More Accolades for Robert Anton Wilson

By Neal 

rawilson-2.jpgIn 1994, word went ’round the Internet of Robert Anton Wilson‘s death in the form of a phony Los Angeles Times obituary. As it turns out, when he actually died last week, it went unnoticed in the LAT, although the LA Daily News ran an unbylined AP obit that reads awfully similar to the piece filed by veteran NYT staffer Dennis Hevesi. Tributes to Wilson also proliferated online; R.U. Sirius honored him for “open[ing] me up to a world of possibilities as large as space travel and as small as quantum physics,” while HuffPo regular Paul Krassner looked back at their long friendship, and even Wonkette got into the act. (After all, Wilson sorta ran in the California gubernatorial runoff on the Guns and Dope Party platform.)

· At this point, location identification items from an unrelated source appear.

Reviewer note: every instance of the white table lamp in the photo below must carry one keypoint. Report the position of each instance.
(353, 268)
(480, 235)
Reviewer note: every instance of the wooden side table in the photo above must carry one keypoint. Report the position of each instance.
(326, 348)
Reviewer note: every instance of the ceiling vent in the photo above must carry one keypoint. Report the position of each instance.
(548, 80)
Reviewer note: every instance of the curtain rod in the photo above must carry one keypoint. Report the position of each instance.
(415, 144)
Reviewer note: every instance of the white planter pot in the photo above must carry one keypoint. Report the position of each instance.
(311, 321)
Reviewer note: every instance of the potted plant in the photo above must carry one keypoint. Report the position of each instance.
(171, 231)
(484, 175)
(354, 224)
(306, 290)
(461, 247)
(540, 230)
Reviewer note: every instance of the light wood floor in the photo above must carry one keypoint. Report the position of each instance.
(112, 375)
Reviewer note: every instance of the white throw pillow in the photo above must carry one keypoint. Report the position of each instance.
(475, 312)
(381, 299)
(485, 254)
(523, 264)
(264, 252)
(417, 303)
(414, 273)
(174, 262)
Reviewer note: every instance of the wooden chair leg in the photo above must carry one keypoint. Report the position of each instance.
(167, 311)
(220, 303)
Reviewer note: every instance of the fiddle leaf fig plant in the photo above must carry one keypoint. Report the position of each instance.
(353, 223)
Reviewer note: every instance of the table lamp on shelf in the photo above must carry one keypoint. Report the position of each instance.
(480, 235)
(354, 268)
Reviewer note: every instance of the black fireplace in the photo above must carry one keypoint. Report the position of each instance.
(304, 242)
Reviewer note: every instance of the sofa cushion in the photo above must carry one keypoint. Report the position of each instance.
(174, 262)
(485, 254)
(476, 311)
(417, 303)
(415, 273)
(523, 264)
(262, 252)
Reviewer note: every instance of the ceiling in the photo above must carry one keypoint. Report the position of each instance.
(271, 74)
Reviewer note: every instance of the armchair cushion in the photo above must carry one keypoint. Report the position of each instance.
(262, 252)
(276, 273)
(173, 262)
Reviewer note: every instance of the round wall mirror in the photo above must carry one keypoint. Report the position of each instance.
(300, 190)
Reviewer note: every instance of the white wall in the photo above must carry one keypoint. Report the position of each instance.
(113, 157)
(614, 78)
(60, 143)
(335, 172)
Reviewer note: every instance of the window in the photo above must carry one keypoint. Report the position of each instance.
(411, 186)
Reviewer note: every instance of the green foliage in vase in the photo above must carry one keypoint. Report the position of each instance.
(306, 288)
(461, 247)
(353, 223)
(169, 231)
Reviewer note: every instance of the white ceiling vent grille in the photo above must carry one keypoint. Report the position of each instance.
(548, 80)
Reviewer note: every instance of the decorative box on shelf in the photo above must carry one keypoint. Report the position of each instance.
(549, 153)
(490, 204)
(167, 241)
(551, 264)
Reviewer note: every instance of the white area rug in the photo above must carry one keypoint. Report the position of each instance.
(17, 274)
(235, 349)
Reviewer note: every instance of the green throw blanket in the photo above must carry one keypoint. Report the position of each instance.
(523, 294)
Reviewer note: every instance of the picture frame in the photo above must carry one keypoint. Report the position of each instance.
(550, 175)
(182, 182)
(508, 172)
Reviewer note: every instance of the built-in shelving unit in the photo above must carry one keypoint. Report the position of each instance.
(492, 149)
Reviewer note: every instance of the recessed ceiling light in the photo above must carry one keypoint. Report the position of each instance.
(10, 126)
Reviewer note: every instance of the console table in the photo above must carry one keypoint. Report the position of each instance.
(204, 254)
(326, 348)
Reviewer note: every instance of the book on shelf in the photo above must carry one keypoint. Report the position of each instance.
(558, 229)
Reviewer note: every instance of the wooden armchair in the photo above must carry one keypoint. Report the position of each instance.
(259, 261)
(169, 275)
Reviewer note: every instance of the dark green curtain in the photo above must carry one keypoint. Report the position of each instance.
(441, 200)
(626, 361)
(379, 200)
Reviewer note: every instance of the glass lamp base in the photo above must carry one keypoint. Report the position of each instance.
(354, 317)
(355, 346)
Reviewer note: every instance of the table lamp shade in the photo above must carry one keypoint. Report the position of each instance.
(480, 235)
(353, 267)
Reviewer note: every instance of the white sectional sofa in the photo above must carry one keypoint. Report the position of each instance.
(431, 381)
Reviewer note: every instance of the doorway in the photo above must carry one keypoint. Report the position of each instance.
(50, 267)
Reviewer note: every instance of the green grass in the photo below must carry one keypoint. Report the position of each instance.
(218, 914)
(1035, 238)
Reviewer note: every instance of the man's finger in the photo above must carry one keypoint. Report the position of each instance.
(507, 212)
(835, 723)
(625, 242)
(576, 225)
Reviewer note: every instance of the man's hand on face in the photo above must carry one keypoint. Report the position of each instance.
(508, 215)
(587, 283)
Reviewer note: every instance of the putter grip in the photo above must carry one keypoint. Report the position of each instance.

When we contacted Douglas Rushkoff, who led the fundraising effort to make Wilson’s last days comfortable, an act of reciprocal kindness to “the only one of my heroes who I was not disappointed to actually meet in person,” he told us, “I refused to allow the history books to say he died alone and destitute. It was important to me for future generations to know we appreciated Robert Anton Wilson while he was alive.” Author Daniel Pinchbeck added:

“Wilson was one of the few thinkers to carry the torch of occult ideas and non-ordinary consciousness through the last decades, when the mainstream culture turned off its mind to these essential aspects of psychic reality. His death comes at a time when the countercultual energies are regathering, and interest in subtler dimensions of being is growing among those with open minds. He was a true pioneer and a cogent thinker with a sharp wit, and one of the last of his generation of genius tricksters and edge-realm explorers. As a legacy, he has left a great road map for future wizards and shamanic initiates to follow.”